Western Australia’s phony gas shortage

by Mark Ogge


Western Australia produces much more gas than the state needs and any fears of a shortage is driven by the industry to increase prices

Multinational gas export giants operating in Western Australia are emulating the successful strategy of their counterparts on the east coast of engineering a gas shortage to drive up prices and create pressure on governments to approve huge new export gas projects.

Western Australia is a vast gas producer. If Western Australia was a country, it would be the third largest liquefied Natural gas (LNG) exporter in the world after the US and Qatar. LNG is simply fossil methane gas cooled to a liquid state so it can by put on ships to be exported.
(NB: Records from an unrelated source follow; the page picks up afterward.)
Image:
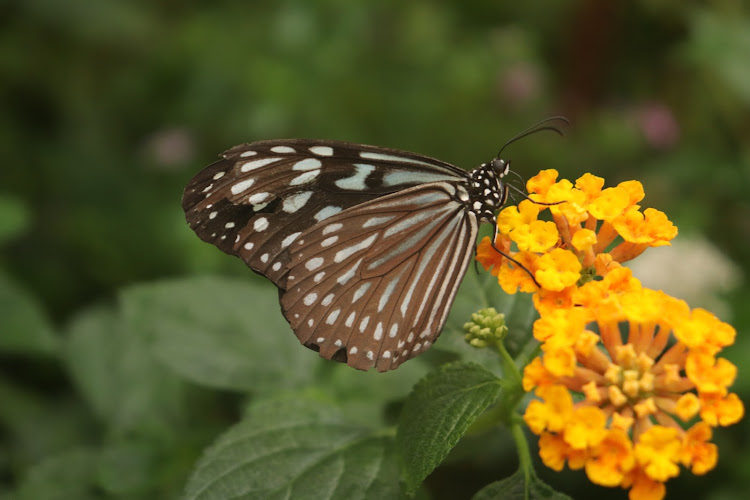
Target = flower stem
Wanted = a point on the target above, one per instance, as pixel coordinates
(524, 454)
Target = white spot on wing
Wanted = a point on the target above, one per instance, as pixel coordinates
(350, 319)
(363, 324)
(357, 181)
(296, 201)
(260, 224)
(307, 164)
(405, 177)
(371, 155)
(314, 263)
(344, 278)
(304, 178)
(327, 212)
(361, 291)
(242, 186)
(289, 239)
(329, 241)
(333, 316)
(377, 221)
(322, 150)
(332, 227)
(310, 298)
(258, 198)
(253, 164)
(378, 331)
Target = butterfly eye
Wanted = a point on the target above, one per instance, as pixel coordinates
(500, 166)
(367, 245)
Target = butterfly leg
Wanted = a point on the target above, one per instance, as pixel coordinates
(531, 275)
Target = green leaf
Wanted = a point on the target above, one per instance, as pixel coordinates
(515, 488)
(219, 332)
(117, 374)
(14, 218)
(128, 468)
(295, 448)
(438, 412)
(24, 326)
(61, 477)
(480, 290)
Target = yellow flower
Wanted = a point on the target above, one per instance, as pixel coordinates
(610, 459)
(658, 451)
(638, 363)
(638, 378)
(586, 220)
(697, 453)
(557, 269)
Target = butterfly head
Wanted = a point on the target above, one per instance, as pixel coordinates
(500, 167)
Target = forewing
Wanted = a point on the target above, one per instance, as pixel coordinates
(260, 197)
(373, 284)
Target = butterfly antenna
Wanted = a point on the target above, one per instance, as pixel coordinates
(520, 191)
(539, 127)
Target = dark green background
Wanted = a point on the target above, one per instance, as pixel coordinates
(109, 107)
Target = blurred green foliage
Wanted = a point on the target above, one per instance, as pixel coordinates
(109, 107)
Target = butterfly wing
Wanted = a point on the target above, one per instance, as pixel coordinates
(260, 197)
(373, 284)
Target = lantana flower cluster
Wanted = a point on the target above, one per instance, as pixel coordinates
(630, 383)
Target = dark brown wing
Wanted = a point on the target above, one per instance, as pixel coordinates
(374, 283)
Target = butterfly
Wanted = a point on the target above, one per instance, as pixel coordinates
(367, 245)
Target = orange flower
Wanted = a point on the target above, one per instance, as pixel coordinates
(638, 379)
(586, 220)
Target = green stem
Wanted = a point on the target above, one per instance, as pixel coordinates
(510, 369)
(524, 455)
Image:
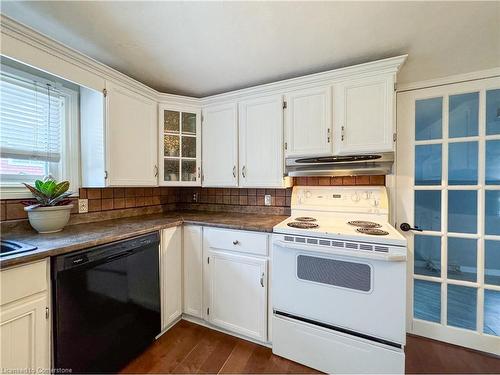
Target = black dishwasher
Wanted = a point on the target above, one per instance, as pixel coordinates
(106, 304)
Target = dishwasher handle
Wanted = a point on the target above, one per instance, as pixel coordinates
(105, 253)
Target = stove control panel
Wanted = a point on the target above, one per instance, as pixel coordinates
(369, 199)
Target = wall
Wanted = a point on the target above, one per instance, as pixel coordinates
(123, 201)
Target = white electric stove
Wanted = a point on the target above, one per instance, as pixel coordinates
(338, 282)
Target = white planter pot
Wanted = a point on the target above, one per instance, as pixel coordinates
(49, 219)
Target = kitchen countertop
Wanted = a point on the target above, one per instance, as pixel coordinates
(81, 236)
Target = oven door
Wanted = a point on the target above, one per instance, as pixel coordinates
(352, 293)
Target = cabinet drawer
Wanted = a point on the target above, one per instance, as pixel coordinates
(23, 281)
(236, 240)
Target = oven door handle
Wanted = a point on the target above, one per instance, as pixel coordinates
(362, 254)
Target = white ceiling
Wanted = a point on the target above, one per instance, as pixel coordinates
(203, 48)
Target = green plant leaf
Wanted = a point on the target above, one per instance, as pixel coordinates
(59, 198)
(39, 184)
(60, 188)
(48, 188)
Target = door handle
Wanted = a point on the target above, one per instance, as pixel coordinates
(405, 227)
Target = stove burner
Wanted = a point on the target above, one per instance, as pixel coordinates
(302, 225)
(364, 224)
(305, 218)
(373, 231)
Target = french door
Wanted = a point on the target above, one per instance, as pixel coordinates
(448, 191)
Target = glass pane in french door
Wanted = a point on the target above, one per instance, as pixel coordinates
(456, 204)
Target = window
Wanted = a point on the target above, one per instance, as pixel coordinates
(38, 131)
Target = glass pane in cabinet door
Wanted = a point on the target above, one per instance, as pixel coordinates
(491, 315)
(493, 112)
(189, 123)
(462, 211)
(462, 306)
(492, 207)
(427, 300)
(462, 259)
(462, 163)
(492, 263)
(171, 169)
(189, 170)
(464, 115)
(171, 121)
(493, 162)
(428, 165)
(189, 147)
(428, 119)
(171, 145)
(428, 209)
(427, 255)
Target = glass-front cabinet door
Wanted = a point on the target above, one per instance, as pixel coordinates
(180, 146)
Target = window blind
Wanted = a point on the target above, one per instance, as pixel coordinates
(30, 119)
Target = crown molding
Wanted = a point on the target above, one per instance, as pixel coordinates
(56, 49)
(386, 66)
(456, 78)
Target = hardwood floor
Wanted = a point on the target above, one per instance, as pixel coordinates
(191, 348)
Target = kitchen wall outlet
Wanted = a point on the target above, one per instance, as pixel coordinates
(83, 206)
(267, 200)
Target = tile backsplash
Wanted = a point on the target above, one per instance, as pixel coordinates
(108, 199)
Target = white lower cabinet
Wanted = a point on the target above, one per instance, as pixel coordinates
(236, 289)
(24, 318)
(171, 275)
(193, 270)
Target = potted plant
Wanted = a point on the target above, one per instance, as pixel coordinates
(50, 210)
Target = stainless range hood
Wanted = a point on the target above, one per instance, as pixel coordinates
(341, 165)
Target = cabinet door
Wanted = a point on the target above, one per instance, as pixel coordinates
(261, 142)
(193, 270)
(220, 145)
(171, 275)
(24, 333)
(309, 122)
(238, 293)
(180, 146)
(131, 138)
(364, 111)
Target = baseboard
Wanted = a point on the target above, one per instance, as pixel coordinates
(206, 324)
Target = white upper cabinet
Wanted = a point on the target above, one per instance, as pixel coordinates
(309, 122)
(364, 115)
(131, 138)
(179, 146)
(220, 145)
(261, 142)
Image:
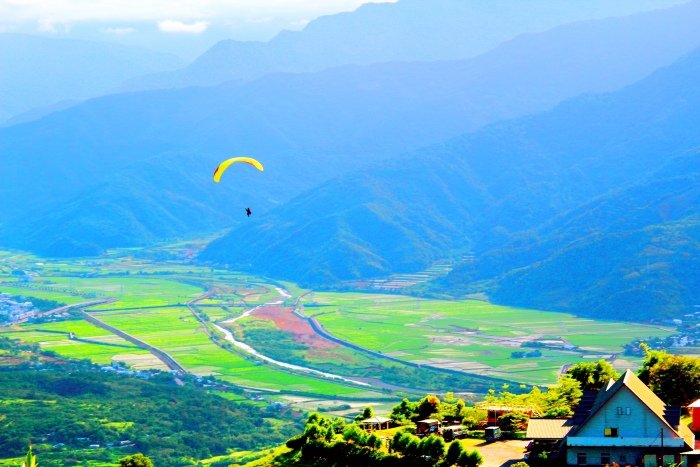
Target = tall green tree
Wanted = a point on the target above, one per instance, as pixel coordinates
(30, 459)
(136, 460)
(676, 379)
(593, 376)
(453, 452)
(427, 406)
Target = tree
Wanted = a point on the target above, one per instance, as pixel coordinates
(651, 359)
(459, 407)
(30, 460)
(676, 379)
(405, 410)
(453, 452)
(593, 376)
(433, 447)
(567, 392)
(373, 441)
(355, 434)
(513, 421)
(427, 406)
(470, 459)
(136, 460)
(413, 447)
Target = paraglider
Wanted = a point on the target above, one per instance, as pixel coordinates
(221, 168)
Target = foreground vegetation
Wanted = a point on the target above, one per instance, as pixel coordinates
(73, 412)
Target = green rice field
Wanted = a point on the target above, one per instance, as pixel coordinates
(471, 336)
(474, 336)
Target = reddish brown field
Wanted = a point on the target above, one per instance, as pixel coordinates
(285, 320)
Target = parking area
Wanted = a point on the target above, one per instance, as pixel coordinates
(501, 453)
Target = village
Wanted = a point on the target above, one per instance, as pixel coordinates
(623, 423)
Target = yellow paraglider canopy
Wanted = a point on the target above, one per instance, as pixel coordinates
(225, 165)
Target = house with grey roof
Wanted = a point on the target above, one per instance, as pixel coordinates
(624, 423)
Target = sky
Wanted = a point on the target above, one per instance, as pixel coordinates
(182, 27)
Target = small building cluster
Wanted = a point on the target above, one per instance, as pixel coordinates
(623, 423)
(12, 310)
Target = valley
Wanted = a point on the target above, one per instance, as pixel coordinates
(279, 339)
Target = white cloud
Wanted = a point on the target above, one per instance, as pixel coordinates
(119, 31)
(73, 11)
(300, 23)
(170, 25)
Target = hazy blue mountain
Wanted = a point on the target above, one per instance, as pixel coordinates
(308, 127)
(635, 251)
(408, 30)
(484, 192)
(39, 72)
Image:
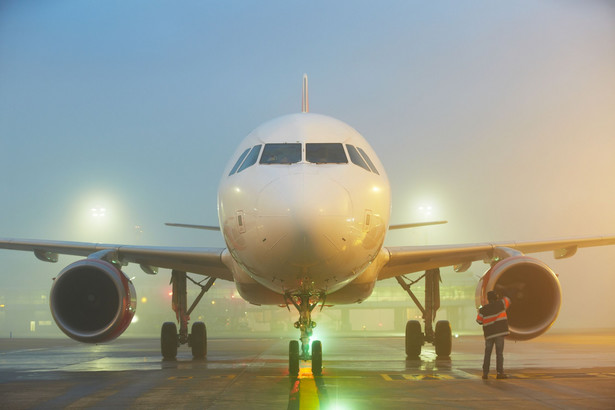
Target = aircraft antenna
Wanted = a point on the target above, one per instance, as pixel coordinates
(305, 103)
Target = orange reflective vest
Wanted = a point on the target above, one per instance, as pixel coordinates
(493, 318)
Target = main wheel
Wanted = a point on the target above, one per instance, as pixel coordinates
(293, 357)
(168, 341)
(316, 358)
(443, 338)
(198, 340)
(414, 339)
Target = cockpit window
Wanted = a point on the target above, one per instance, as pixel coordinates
(239, 161)
(251, 158)
(369, 161)
(281, 153)
(326, 153)
(356, 158)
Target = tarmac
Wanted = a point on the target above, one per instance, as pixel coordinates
(555, 371)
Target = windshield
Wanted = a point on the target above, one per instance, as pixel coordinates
(325, 153)
(281, 153)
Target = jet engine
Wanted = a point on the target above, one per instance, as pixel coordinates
(92, 301)
(534, 291)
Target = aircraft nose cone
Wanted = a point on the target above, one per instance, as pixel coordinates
(306, 228)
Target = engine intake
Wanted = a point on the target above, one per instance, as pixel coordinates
(534, 291)
(92, 301)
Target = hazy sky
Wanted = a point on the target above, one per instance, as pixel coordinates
(499, 115)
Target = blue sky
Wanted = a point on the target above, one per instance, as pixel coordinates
(499, 115)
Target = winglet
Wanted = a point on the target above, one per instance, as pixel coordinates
(305, 102)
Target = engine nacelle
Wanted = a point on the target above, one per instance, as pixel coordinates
(534, 291)
(92, 301)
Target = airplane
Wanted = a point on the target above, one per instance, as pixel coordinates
(304, 207)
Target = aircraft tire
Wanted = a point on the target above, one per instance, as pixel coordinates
(293, 358)
(168, 341)
(198, 340)
(316, 358)
(443, 338)
(414, 339)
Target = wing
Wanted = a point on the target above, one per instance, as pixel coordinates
(204, 261)
(408, 259)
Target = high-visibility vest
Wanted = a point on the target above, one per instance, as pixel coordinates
(493, 318)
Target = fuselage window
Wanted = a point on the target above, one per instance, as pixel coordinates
(326, 153)
(281, 153)
(239, 161)
(251, 158)
(356, 158)
(369, 161)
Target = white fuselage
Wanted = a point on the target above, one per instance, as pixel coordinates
(301, 207)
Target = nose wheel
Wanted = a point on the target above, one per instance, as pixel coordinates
(305, 303)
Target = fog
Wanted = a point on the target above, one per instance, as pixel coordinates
(495, 116)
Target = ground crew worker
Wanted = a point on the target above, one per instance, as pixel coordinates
(493, 318)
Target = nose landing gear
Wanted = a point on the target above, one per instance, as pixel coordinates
(305, 303)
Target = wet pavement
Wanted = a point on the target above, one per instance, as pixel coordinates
(555, 371)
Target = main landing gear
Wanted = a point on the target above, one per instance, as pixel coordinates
(170, 339)
(305, 304)
(442, 337)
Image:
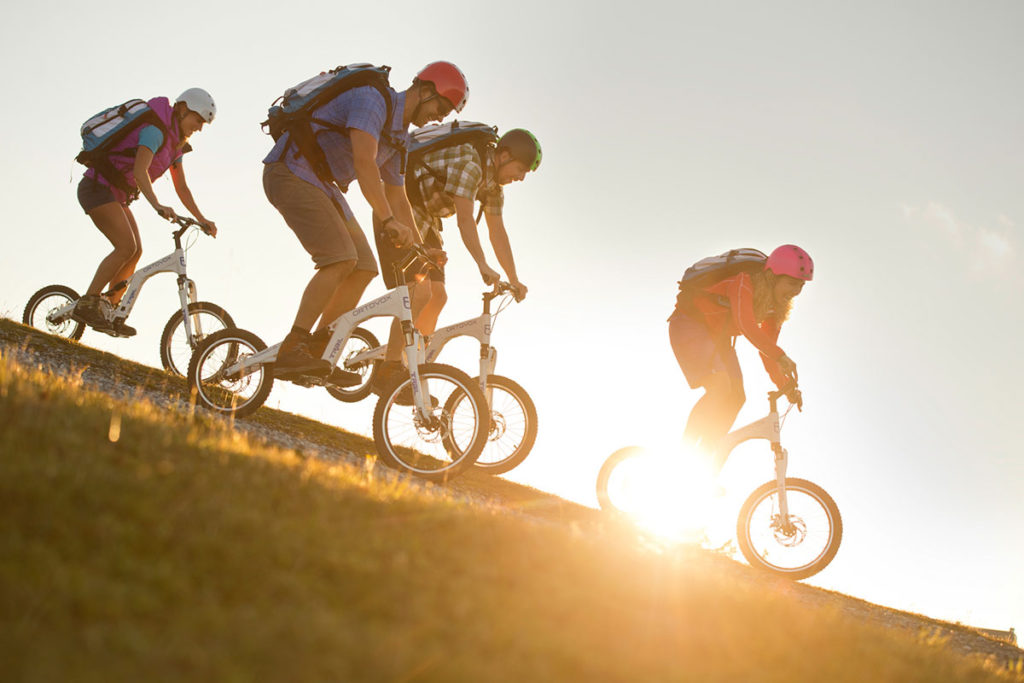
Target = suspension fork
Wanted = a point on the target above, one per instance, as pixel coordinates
(415, 353)
(187, 295)
(781, 460)
(488, 358)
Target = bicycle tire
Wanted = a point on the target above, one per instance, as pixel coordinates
(747, 522)
(167, 338)
(221, 394)
(403, 442)
(68, 329)
(513, 417)
(604, 476)
(364, 340)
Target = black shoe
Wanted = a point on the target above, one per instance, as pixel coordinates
(88, 310)
(295, 360)
(123, 330)
(342, 378)
(404, 397)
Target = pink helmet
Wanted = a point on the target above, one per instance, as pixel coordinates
(791, 260)
(449, 81)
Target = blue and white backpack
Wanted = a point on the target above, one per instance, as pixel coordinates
(102, 132)
(295, 111)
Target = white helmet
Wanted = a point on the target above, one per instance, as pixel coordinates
(200, 101)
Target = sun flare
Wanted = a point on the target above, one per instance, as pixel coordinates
(670, 493)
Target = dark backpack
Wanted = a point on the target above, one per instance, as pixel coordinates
(713, 269)
(102, 132)
(438, 136)
(295, 112)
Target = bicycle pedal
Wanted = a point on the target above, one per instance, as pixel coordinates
(302, 380)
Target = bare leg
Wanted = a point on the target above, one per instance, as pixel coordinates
(426, 322)
(346, 296)
(320, 292)
(120, 228)
(714, 414)
(128, 268)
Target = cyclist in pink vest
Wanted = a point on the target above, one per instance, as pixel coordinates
(704, 327)
(143, 156)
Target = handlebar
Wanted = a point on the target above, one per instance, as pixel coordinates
(786, 391)
(500, 288)
(185, 223)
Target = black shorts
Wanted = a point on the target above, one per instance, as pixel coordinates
(91, 194)
(390, 255)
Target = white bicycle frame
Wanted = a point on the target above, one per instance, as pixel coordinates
(394, 304)
(478, 328)
(173, 262)
(769, 428)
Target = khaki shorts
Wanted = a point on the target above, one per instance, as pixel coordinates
(325, 232)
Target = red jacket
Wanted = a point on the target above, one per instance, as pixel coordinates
(731, 306)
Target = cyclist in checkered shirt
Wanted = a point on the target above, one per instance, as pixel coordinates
(454, 179)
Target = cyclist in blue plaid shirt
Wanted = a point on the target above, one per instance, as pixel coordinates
(451, 180)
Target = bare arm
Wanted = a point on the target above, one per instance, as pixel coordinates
(471, 238)
(401, 209)
(503, 250)
(181, 187)
(143, 158)
(369, 175)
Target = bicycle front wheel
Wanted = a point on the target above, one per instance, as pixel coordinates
(800, 545)
(513, 426)
(176, 348)
(238, 393)
(412, 442)
(360, 340)
(40, 312)
(615, 479)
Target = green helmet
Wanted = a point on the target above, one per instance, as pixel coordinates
(522, 145)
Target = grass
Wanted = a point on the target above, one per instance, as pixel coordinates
(143, 543)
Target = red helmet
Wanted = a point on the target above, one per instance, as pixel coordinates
(791, 260)
(449, 81)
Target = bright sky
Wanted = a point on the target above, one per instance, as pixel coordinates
(886, 140)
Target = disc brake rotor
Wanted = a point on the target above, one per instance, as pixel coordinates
(792, 534)
(498, 426)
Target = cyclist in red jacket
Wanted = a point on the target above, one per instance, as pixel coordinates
(704, 327)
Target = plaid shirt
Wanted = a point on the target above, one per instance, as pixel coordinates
(463, 175)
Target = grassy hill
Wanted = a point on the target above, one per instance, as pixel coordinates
(140, 539)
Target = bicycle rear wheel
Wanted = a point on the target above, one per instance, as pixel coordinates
(214, 388)
(613, 481)
(797, 547)
(408, 441)
(39, 312)
(175, 348)
(512, 430)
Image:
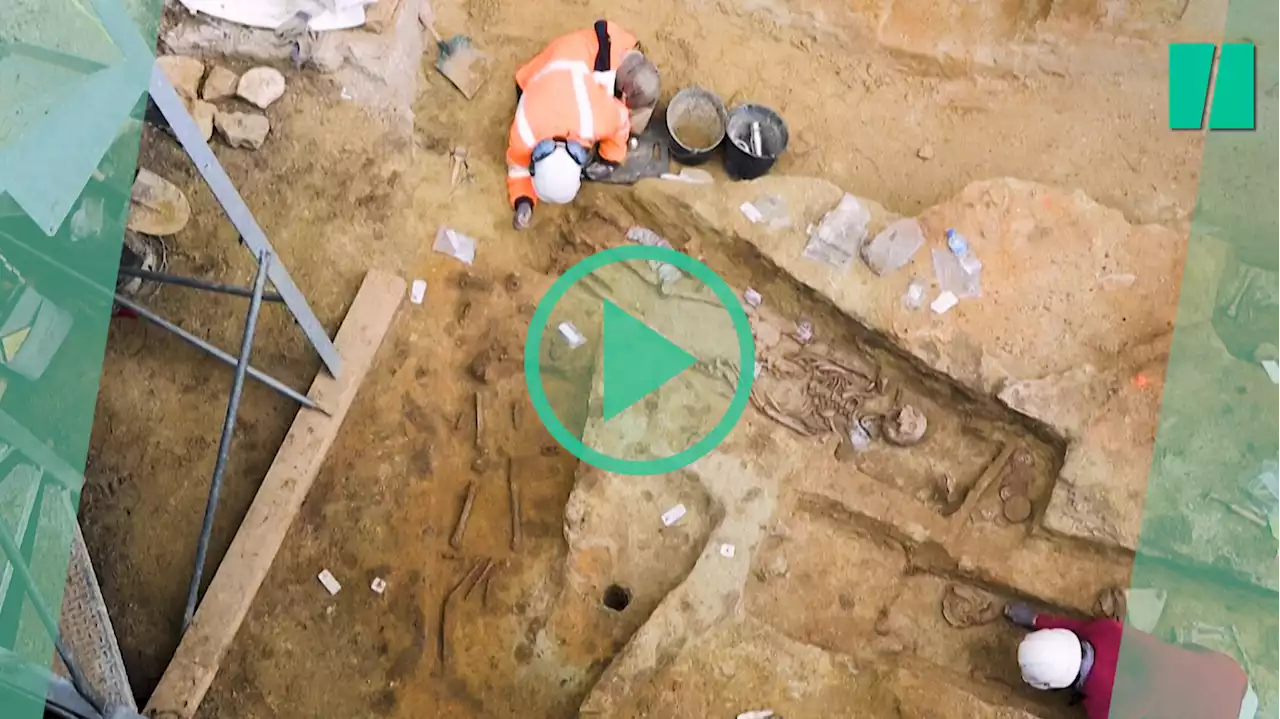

Almost all the gas produced in Western Australia or off the coast of Western Australia is exported. Any domestic shortage is not only driven by excessive exports but could be solved simply by ensuring these companies supply a sufficient amount the gas resources owned by Australians to Western Australians.

In fact, just requiring these companies to comply with their commitments under Western Australia’s domestic gas reservation policy would easily solve the problem.

A Western Australian parliamentary inquiry has found these gas exporters have supplied just 8% of the 15% of gas they are meant to supply under the domestic gas reservation policy.

Since their commitments started, LNG producers have on average delivered around eight per cent of domestic gas relative to LNG exports; just over half of what is required to be reserved under the WA Domestic Gas Policy.

As shown above almost 90% of the gas produced in Western Australia is either exported or used by the export LNG industry to process gas for export. The LNG industry consumes almost thirty-five times the amount of gas that Western Australians use for electricity generation. These companies use 2.5 times the amount of gas used for electricity generation in WA just running their export terminals, making this by far the single largest use of gas in Western Australia.

Instead of simply supplying the amount of gas they are meant to supply to the Western Australian domestic gas market, these companies deliberately under-supply the Western Australian market, and relentlessly use the threat of a potential gas shortage they themselves are engineering to pressure governments to approve their massive new projects that are almost entirely for export.

There is no need for Western Australia to allow enormous new climate-destroying projects when so much of the gas that is already being produced is being exported—especially since those exports bring so few benefits to Western Australians.

Industry cries of “sovereign risk”—along with threats to leave the state if their new projects are not approved—are ridiculous. Multinational oil and gas companies operating in Western Australia receive most of the gas they export royalty free, and often pay little if any company tax or petroleum resource rent tax (PRRT), despite collectively receiving tens of billions of dollars in revenue every year from selling the gas. Whatever their rhetoric, these companies are on an exceptionally good wicket in WA, and they know it.